AWS Lake Formation

AWS Lake Formation - Mini deep-dive

Ref: https://www.udemy.com/course/aws-certified-machine-learning-engineer-associate-mla-c01/learn/lecture/46730185

🔧 Manage Data Lakes in S3
- Can set up a data lake securely and fast (in days → that's actually fast!)
- Built on top of AWS Glue → Whatever Glue/Spark can do, Lake Formation can also do
- Architecture Diagram
Features that facilitate creating and managing data lakes:
- Loading data & monitoring data flows (data crawlers)
- Setting up partitions
- Encryption & managing keys
- Defining transformation jobs & monitoring them
  - e.g. data cleaning, imputing missing data…
- Access control (ACLs)
- Auditing
Sources can be very different and varied (S3, RDBMS, NoSQL…)
- They can be on-premises or cloud
Data lakes can be read directly by Athena, Redshift (Spectrum), and EMR
- ‼️ Manifests in Athena or Redshift queries are NOT supported!!
Pricing
- No cost for Lake Formation itself
- Billed for underlying services (Glue, S3, EMR, Athena, Redshift…)
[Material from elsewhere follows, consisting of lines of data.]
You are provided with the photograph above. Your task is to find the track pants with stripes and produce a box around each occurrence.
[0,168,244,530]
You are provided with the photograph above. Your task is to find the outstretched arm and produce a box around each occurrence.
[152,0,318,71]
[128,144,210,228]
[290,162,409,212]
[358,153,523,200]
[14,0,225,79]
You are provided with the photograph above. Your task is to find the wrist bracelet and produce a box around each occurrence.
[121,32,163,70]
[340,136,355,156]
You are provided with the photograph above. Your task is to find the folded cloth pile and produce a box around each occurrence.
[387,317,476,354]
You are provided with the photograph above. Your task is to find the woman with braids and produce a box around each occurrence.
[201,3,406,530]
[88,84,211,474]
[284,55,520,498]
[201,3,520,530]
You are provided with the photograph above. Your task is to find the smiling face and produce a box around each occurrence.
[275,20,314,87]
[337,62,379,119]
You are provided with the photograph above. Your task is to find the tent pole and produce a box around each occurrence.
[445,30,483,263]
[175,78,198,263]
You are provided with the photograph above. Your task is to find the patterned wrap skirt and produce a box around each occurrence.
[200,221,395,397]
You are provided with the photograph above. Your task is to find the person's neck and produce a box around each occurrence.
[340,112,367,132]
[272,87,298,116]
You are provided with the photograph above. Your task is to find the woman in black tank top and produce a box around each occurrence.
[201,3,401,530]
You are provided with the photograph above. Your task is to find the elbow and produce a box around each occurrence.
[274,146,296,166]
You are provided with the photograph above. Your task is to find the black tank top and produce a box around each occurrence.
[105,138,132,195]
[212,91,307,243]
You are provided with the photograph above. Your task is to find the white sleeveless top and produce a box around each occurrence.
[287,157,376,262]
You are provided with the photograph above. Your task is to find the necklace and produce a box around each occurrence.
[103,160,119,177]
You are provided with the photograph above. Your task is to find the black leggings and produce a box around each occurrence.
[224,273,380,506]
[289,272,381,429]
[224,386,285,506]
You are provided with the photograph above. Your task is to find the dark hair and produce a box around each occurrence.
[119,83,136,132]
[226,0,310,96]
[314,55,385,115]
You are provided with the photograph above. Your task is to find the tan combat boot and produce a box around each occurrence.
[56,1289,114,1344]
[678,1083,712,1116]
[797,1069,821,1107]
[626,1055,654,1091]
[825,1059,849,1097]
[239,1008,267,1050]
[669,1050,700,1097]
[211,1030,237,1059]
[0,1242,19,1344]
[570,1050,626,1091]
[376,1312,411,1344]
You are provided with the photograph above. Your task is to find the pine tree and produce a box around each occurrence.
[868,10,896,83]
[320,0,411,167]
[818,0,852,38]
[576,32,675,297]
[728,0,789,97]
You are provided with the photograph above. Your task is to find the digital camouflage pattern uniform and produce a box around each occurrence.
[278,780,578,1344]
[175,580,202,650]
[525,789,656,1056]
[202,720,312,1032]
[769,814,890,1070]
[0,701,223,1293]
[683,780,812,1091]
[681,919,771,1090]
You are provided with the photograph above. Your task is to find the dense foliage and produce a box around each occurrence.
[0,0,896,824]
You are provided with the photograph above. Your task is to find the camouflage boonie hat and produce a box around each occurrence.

Create an IAM user for Data Analyst
- Data Analyst will build and use the lake
Create AWS Glue connection to your data source(s)
Create S3 bucket for data lake
Register S3 bucket path in Lake Formation, grant permissions
Create DB in Lake Formation for data catalog, grant permissions
Use a blueprint for a workflow (e.g. making DB snapshots)
Run the workflow
Grant SELECT permissions to whoever reads lake (Athena, Redshift Spectrum, etc)

🔧 Support for ACID transactions across multiple tables in S3
- Allow concurrent row-based modifications without stomping each other
- 💡 For ACID transactions one traditionally needed SQL DBs, but that trade-off is no longer there and we can use ACID transactions with data lakes!